Quèsaco ?
Comme l’explique au Progrès Boris Tavernier, député écolo du Rhône, « concrètement, ça pourrait prendre la forme d’une carte Vitale de l’alimentation, sur laquelle on créditerait chaque mois 150 euros qui seraient à dépenser pour acheter des produits conventionnés démocratiquement ». L’idée part de constats exposés dans cette PPL et que tout le monde peut malheureusement faire aujourd’hui, dans notre pays : précarité alimentaire croissante (plus de huit millions de personnes dépendent de l’aide alimentaire), malbouffe, consommation d’aliments issus de l’agriculture biologique ainsi que celle de fruits et légumes plus importante chez les classes sociales les plus aisées que chez les ménages modestes, poste alimentation variable d’ajustement d’un budget grevé par les dépenses contraintes (logement, énergie). Et, brochant sur le tout, système agricole à bout de souffle.
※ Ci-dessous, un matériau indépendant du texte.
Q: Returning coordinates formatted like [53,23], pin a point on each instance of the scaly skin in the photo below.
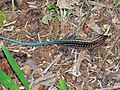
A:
[75,43]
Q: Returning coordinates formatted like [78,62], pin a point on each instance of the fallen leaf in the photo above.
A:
[64,4]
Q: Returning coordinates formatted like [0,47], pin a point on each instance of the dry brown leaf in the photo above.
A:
[64,4]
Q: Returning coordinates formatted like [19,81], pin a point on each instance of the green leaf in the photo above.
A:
[7,82]
[2,18]
[47,18]
[52,7]
[63,85]
[15,67]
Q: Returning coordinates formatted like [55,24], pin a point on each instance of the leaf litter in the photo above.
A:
[98,69]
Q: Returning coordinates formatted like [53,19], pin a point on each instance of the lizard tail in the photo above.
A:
[31,44]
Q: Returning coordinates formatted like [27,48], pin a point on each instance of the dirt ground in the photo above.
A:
[88,69]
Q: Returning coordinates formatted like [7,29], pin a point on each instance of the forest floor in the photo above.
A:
[44,20]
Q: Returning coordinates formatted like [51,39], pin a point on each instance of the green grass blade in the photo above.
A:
[15,67]
[7,82]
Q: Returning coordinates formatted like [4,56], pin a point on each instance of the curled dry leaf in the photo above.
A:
[64,4]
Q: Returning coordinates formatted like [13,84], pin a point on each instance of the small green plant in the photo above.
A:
[52,7]
[6,81]
[2,18]
[62,84]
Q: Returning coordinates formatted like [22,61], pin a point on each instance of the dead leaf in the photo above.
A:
[64,4]
[42,87]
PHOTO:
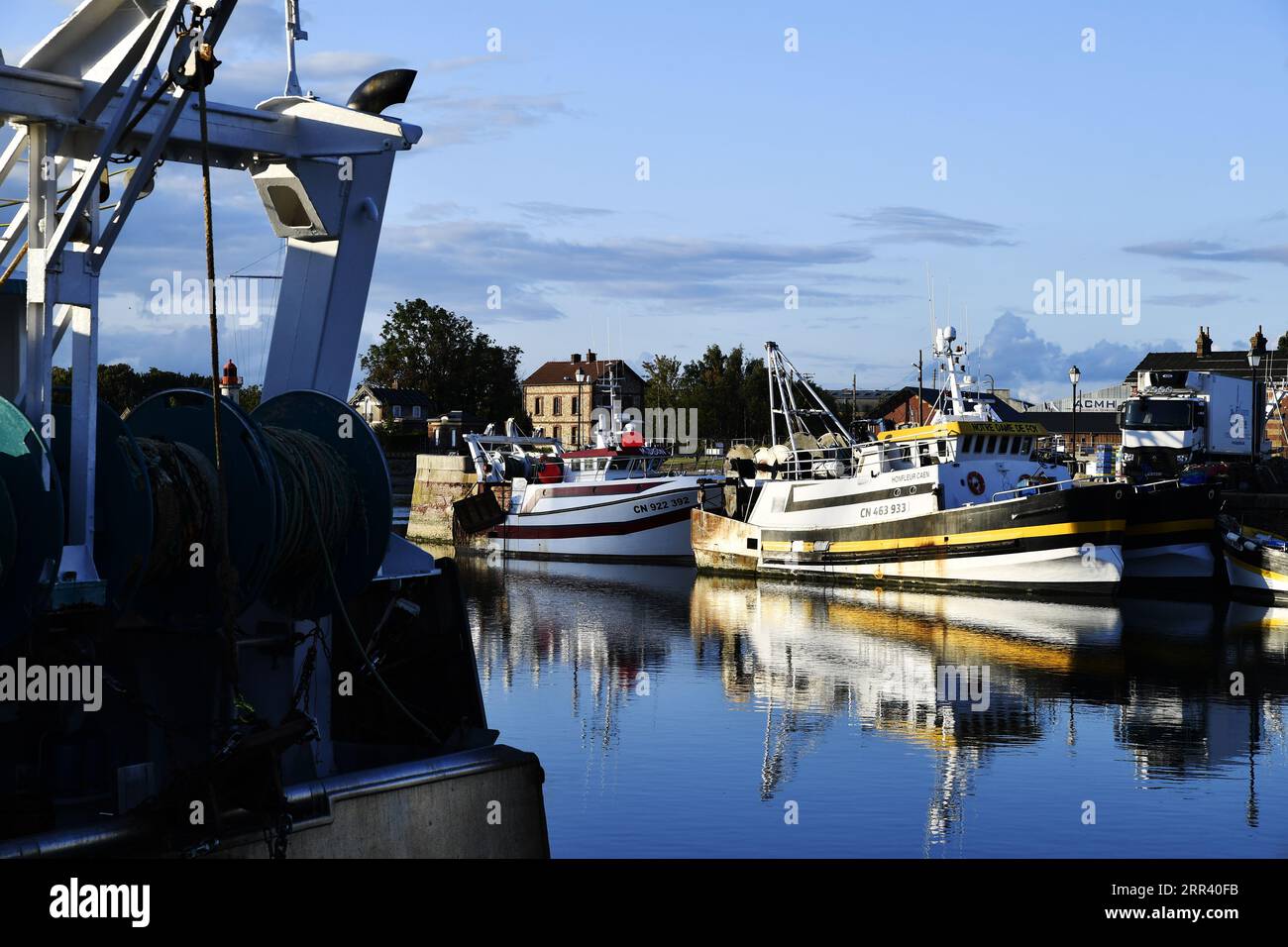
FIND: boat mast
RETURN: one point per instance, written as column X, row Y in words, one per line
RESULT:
column 292, row 34
column 784, row 379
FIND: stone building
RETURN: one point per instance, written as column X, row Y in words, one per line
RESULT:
column 561, row 397
column 395, row 405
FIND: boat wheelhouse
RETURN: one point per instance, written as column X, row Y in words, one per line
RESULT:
column 613, row 501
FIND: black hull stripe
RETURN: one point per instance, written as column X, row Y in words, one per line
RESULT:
column 1038, row 544
column 1089, row 505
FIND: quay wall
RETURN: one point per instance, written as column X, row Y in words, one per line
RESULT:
column 441, row 480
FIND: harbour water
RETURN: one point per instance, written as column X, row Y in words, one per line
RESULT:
column 679, row 714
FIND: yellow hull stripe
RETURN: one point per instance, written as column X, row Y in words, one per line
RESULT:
column 961, row 539
column 1172, row 525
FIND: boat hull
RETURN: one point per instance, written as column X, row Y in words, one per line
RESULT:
column 630, row 521
column 1061, row 541
column 1258, row 574
column 1170, row 538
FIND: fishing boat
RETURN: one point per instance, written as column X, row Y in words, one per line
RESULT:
column 1170, row 536
column 249, row 660
column 612, row 501
column 960, row 500
column 1256, row 564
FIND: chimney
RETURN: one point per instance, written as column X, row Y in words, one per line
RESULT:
column 1203, row 344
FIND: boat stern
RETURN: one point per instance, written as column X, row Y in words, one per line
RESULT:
column 722, row 544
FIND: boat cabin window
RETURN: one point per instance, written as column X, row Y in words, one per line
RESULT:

La France de Macron, quoi.
Du collectif au collectivisme
Mais passée l’étape du constat, les choses se gâtent lorsque les écolos estiment qu’« augmenter les revenus individuels circonscrit la question alimentaire à l’échelle individuelle au lieu d’en faire un débat collectif vers l’évolution de notre système alimentaire ». C’est-à-dire ? « L’enjeu est de sortir d’un modèle de consommation et de production reposant sur les seuls engagements individuels pour aller vers des choix collectifs autour de notre modèle alimentaire : la manière dont nous produisons notre alimentation et dont nous la consommons doit être définie collectivement. » Quelque part, on doit appeler ça le communisme, car du collectif au collectivisme, il ne faut pas grand-chose, surtout lorsqu'on s'en mêle à gauche.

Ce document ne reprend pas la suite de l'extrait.